On top of all that, I disagree with your apparent assumption that debunking religious claims in the culture wars requires any particular type of expertise. To me, it's as simple as the child at the emperor's ball saying: "But has nothing on at all!". The child didn't need any particular sartorial expertise to say that. All it needed was the guts---or the unawareness of grown-up etiquette---to state the obvious.
Thomas
 
  0  
Reply Wed 7 Jul, 2010 05:51 pm
@jeeprs,
jeeprs wrote:
Russell of course opposed any kind of institutional religiosity, but he was much more sympathetic to, and knowledgable about, the mystical elements of Western philosophy, the Dawkins, whose knowledge of Western philosophy could be captured on a single page.

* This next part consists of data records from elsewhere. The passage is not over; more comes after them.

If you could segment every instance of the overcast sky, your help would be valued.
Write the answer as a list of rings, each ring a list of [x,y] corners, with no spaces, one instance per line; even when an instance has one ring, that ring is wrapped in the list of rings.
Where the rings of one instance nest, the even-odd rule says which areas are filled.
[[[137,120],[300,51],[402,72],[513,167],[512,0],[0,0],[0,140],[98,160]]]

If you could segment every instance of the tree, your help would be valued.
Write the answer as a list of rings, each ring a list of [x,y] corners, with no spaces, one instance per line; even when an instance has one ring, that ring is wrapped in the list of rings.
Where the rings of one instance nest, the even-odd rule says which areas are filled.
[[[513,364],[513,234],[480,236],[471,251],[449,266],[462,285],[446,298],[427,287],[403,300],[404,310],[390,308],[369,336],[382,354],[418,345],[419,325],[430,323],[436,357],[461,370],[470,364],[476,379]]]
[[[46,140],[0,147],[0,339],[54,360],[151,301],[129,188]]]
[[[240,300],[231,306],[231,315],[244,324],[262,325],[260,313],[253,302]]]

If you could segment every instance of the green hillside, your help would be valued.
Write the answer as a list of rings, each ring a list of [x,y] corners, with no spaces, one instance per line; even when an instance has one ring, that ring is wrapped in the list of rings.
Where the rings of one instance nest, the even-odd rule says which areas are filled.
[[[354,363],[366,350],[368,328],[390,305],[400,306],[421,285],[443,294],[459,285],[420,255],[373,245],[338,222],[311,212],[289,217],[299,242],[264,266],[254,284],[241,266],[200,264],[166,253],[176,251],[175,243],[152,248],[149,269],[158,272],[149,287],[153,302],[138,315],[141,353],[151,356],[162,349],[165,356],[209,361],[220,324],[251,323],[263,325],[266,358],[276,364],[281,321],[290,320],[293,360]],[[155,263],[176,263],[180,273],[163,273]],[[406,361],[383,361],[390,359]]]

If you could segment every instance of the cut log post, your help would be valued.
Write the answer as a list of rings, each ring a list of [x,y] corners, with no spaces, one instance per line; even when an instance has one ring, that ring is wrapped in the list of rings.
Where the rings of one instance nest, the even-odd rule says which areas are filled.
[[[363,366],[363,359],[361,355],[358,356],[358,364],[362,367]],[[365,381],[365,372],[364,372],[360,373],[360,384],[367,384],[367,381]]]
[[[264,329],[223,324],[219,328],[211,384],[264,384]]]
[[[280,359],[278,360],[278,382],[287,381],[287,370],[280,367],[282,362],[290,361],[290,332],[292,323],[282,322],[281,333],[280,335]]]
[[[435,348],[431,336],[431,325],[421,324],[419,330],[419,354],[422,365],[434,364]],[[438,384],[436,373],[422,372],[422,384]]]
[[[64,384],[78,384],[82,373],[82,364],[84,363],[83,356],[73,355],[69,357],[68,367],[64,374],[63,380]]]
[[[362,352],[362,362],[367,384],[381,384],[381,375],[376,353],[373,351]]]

I don't know that that's true. Have you tested Dawkins's knowledge of Western philosophy?
farmerman
 
  0  
Reply Wed 7 Jul, 2010 05:55 pm
@Thomas,
I hope that this doesnt keep going on like some eternal kvetch posts.
Thomas
 
  0  
Reply Wed 7 Jul, 2010 06:08 pm
@farmerman,
If that's what you're hoping, maybe JW and you shouldn't have started the kvetchfest with your remarks about me. Before you did, I had been absent from this thread for many months. I merely responded to the issues you had raised. And unlike you, I didn't make them personal.
jeeprs
 
  1  
Reply Wed 7 Jul, 2010 07:22 pm
@Thomas,
Dawkins knowledge of philosophy and theology is extremely slight, from my readings of him. (Terry Eagleton said 'Imagine someone holding forth on biology whose only knowledge of the subject is the Book of British Birds, and you have a rough idea of what it feels like to read Richard Dawkins on theology'. Source) I am familiar with some of the ideas in Blind Watchmaker, Selfish Gene, Climbing Mount Improbable, and The God Delusion and see very little evidence of any understanding of philosophy in them. Whenever he is challenged by someone who actually understands the subject, he will usually defer, and his devotees will say 'oh well, Richard is a scientist' or make some other excuse. Dawkins is one of those thinkers who is inclined to believe that our splendid knowledge of Scientific Fact makes such quaint old-fahioned subjects as philosophy obsolete. Besides, he has a Theory of Everything, which as he says in his latest blockbuster, renders every previous attempt to understand humanity superfluous. (I can find the quote if you want.)